Question:
Find a nontrivial family of solutions of the following PDEs by the method of separation of variables. You need not find the most general solution obtainable in this way.
4c. $u_{tt}=16u_{xx}, u(x,t)$
My Attempt: I am using separation of variables to find a nontrivial family of solution for this particular PDE.
First, I need my product solutions so I need to let $u=u(x,t)$ be $ u =f(x)g(t)$. Subsituting this condition on my PDE, I get
$f(x)g''(y)=16f''(x)$
So I am going to divide by $f(x)$ to bring my f's on one side
$g''(y) = \frac{16f''(x)}{f(x)}$
I split these two up and end up with the following equations
$g''(y) = \lambda$ and $ \frac{16f''(x)}{f(x)}=\lambda$
while my $g''(y)$ stays the same I will have $16f''(x)=f(x) \lambda$ which becomes $16f''(x)-f(x) \lambda = 0$
So my equations are $g''(y) = \lambda$ and $16f''(x)-f(x) \lambda = 0$. The main question is on how to solve them. I think if I apply the ODE technique of characteristic equations I would have $r^2 = \lambda$ and by taking the square root I will have $r = \lambda$ and $-\lambda$. Now what would happen to $16f''(x)-f(x) \lambda = 0$?
Would it become $16r^2 - \lambda =0$
$16r^2 = \lambda$ ? But wait what is going to happen to my 16?

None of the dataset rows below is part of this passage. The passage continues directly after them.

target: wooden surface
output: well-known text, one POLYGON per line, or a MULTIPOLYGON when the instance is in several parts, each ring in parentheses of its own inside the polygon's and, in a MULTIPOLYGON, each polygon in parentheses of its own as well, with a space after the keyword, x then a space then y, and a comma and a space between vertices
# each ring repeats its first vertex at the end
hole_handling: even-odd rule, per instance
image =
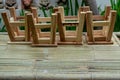
MULTIPOLYGON (((120 80, 120 47, 113 45, 34 48, 8 45, 0 35, 0 80, 120 80)), ((83 36, 84 38, 84 36, 83 36)))

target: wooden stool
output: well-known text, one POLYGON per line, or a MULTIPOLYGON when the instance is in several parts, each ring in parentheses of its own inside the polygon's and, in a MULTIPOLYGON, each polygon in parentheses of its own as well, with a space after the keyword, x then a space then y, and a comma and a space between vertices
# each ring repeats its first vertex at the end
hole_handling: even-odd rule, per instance
MULTIPOLYGON (((33 17, 36 21, 36 23, 46 23, 46 22, 51 22, 51 17, 39 17, 37 8, 36 7, 31 7, 31 12, 33 13, 33 17)), ((39 37, 50 37, 49 32, 43 32, 40 29, 37 29, 37 32, 39 34, 39 37)))
MULTIPOLYGON (((3 21, 5 23, 6 29, 8 31, 8 35, 10 38, 11 44, 30 44, 30 38, 28 35, 28 32, 25 32, 25 34, 21 34, 18 32, 16 33, 14 27, 19 27, 19 26, 27 26, 27 20, 25 18, 25 21, 14 21, 13 19, 10 20, 7 16, 7 13, 1 13, 3 17, 3 21)), ((25 27, 26 29, 27 27, 25 27)), ((28 30, 28 29, 26 29, 28 30)))
POLYGON ((58 13, 58 31, 59 31, 59 36, 60 40, 58 41, 59 45, 79 45, 82 44, 82 31, 83 31, 83 26, 84 26, 84 17, 85 13, 80 12, 79 13, 79 20, 64 20, 63 14, 58 13), (75 31, 67 31, 65 30, 67 26, 75 26, 76 30, 75 31))
POLYGON ((101 17, 101 19, 99 17, 96 19, 97 21, 94 21, 94 16, 91 11, 87 12, 86 23, 88 44, 113 44, 111 38, 116 20, 116 11, 109 11, 109 9, 107 9, 105 15, 101 17), (94 30, 93 28, 96 26, 101 26, 102 30, 94 30))
POLYGON ((31 28, 32 32, 32 46, 34 47, 56 47, 56 21, 57 21, 57 15, 52 14, 51 17, 51 23, 35 23, 33 15, 28 14, 27 20, 29 27, 31 28), (44 28, 50 28, 50 37, 39 37, 37 34, 36 28, 44 29, 44 28))

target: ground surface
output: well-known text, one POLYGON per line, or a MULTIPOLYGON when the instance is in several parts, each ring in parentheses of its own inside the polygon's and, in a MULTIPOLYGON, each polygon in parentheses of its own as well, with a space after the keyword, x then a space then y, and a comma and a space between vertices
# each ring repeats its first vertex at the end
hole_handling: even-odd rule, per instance
POLYGON ((120 80, 120 47, 113 45, 33 48, 8 45, 0 35, 0 79, 120 80))

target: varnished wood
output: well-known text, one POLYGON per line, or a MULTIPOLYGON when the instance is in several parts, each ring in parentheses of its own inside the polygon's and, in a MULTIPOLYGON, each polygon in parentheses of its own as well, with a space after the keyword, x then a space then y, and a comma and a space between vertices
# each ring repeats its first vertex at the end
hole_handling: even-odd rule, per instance
POLYGON ((94 21, 92 12, 87 12, 86 23, 88 44, 113 44, 112 33, 115 26, 116 11, 109 10, 110 7, 106 10, 105 16, 107 15, 107 18, 104 17, 103 20, 99 21, 94 21), (102 30, 94 30, 94 27, 96 26, 101 26, 102 30))
MULTIPOLYGON (((33 47, 56 47, 56 21, 57 21, 57 15, 52 14, 51 17, 51 23, 35 23, 34 18, 32 14, 27 15, 27 20, 29 27, 31 28, 31 34, 32 34, 32 46, 33 47), (50 28, 50 36, 38 36, 36 29, 45 29, 45 28, 50 28)), ((45 33, 45 32, 44 32, 45 33)))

The answer is $(c_1e^{\lambda x}+c_2e^{-\lambda x})(d_1e^{4 \lambda t}+d_2e^{-4 \lambda t})$. I can see the $ \lambda $ and $- \lambda$ and I know that there is going to be a 4 in play if I take the square root of 16, but I'm not sure if that is right
Edit: Let me try this again.
4c. $u_{tt}=16u_{xx}, u(x,t)$
for $ u(x,t) = f(x)g(t)$ for product solutions, so I have to substitute them into my equation
$g''(t)f(x)=16f''(x)g(t)$
dividing with f(x) I will get $g''(t)=16 \frac{f''(x)}{f(x)} g(t)$
and dividing with $g(t)$ I will have
$\frac{g''(t)}{g(t)} = 16 \frac{f''(x)}{f(x)}$
so splitting these equations up I should get
$\frac{g''(t)}{g(t)} = \lambda$
$ g''(t) = \lambda g(t)$
$g''(t) - \lambda g(t) = 0$
$r^2 - \lambda = 0$
$r^2 = \lambda$
$ r = + \lambda$ and $ r = - \lambda$
Now for $16 \frac{f''(x)}{f(x)} = \lambda$
$ 16 f''(x) = f(x) \lambda$
$16f''(x) -f(x) \lambda = 0$
$16r^2 - \lambda = 0$
$ 16r^2 = \lambda$
and I am still messed up unless I divide the 16
$ r^2 = \frac{\lambda}{16}$
but then I will have $r = \frac{\sqrt{\lambda}}{4}$ and $ r = -\frac{\sqrt{\lambda}}{4}$